Le mystérieux Vilkacis, seul maître de l’entité
Ars Diavoli, s’était déjà fait remarquer en 2008 avec une première oeuvre intitulée
Pro Nihilo Esse. Bien accueilli par les amateurs de black metal dépressif, ce premier album errait dans les chapelles désaffectées des
Xasthur,
Burzum et autres
Krohm à la recherche d’une lame de rasoir salvatrice. Deux ans plus tard, alors que
Pro Nihilo Esse n’a pas encore fini de tourner, notre homme revient avec un nouvel album :
Clausura
Le millésime 2010 reprend les même ingrédients que le premier opus : longues phrases saturées, lancinantes et répétées, ponctuées d’accélérations désespérées. Si
Pro Nihilo Esse, dans sa froideur morbide, était fortement teinté black scandinave,
Clausura, tout en gardant une bonne touche "burzumienne", s’en éloigne quelque peu et nous emporte vers un marécage nauséabond dans lequel, sous l’effet de matières en putréfaction, la température ambiante grimpe de quelques degrés (de -10 à -5, ça reste raisonnable !). Ce même marécage d’âmes perdues où l’on peut croiser un
Forgotten Tomb ou un
Sentimen Beltza. Les riffs morbides de l’un et l’ambiance mélancolique à fleur de peau de l’autre se retrouvent emprisonnés dans des couches de guitares avec un son massif (bien plus que sur le disque précédent),tranchant, au milieu duquel la mélodie recherche vainement une ouverture.
Ca démarre avec un "Subito Vazio" au riff accrocheur plutôt inattendu chez
Ars Diavoli mais qui nous rappelle bien que Vilkacis n’est pas un amuseur avant d’enchaîner sur un "Retrato" déchiré et déchirant. En fait, il est difficile ici de mettre en avant un morceau plus qu’un autre. Les titres s’imbriquent les uns aux autres et forment un tout cohérent. Sur un tel disque, ce n’est pas la technique ou la virtuosité qui priment mais la capacité du créateur à entraîner l’auditeur dans son cauchemar. De ce point de vue
Clausura est tout à fait réussi, au même titre que son prédécesseur. Même si on sent un essoufflement sur "Para Lá do Silênzio" et "Ausente", Vilkacis fait preuve d’assez d’inventivité pour éviter de sombrer dans l’ennui en alternant passages plus ambiants et hantés par quelques notes désespérées avec des parties à la fois pesantes et rythmées. D’ailleurs, il faut souligner qu’un réel effort est fourni pour briser la linéarité du propos sans pour autant renier une certaine monotonie inhérente au style pratiqué. Par exemple sur le titre "Vertigem" mêlant spleen à la
Totalselfhatred et concassage bruitiste ou sur le beau "Momento Inerte", à travers lequel on imagine facilement un individu se précipiter de rage contre les murs de sa cellule capitonnée avant de sombrer dans la pire des dépressions.
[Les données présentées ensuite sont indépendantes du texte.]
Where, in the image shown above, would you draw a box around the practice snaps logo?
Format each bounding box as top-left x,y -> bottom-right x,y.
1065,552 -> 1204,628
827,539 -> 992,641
Image qui rappelle un certain
Silencer (SWE).
Clausura propose un black metal écorché et dépressif de bonne facture et sans grande surprise, mais qui démontre une nouvelle fois que
Ars Diavoli est un digne représentant du genre. Toutes celles et ceux qui se montrent sensibles aux œuvres des groupes cités tout au long de cette modeste chronique risquent fort d'adhérer à la désespérance de ce one-man band portugais. En revanche les amateurs de riffs en cascade et de solos guitaristiques à cent à l'heure peuvent tranquillement passer leur chemin... si ce n'est pas déjà fait.
Chro de bonne facture, ce disque méritait d'en avoir une, vu le potentiel que j'avais détecté sur Pro Nihilo Esse.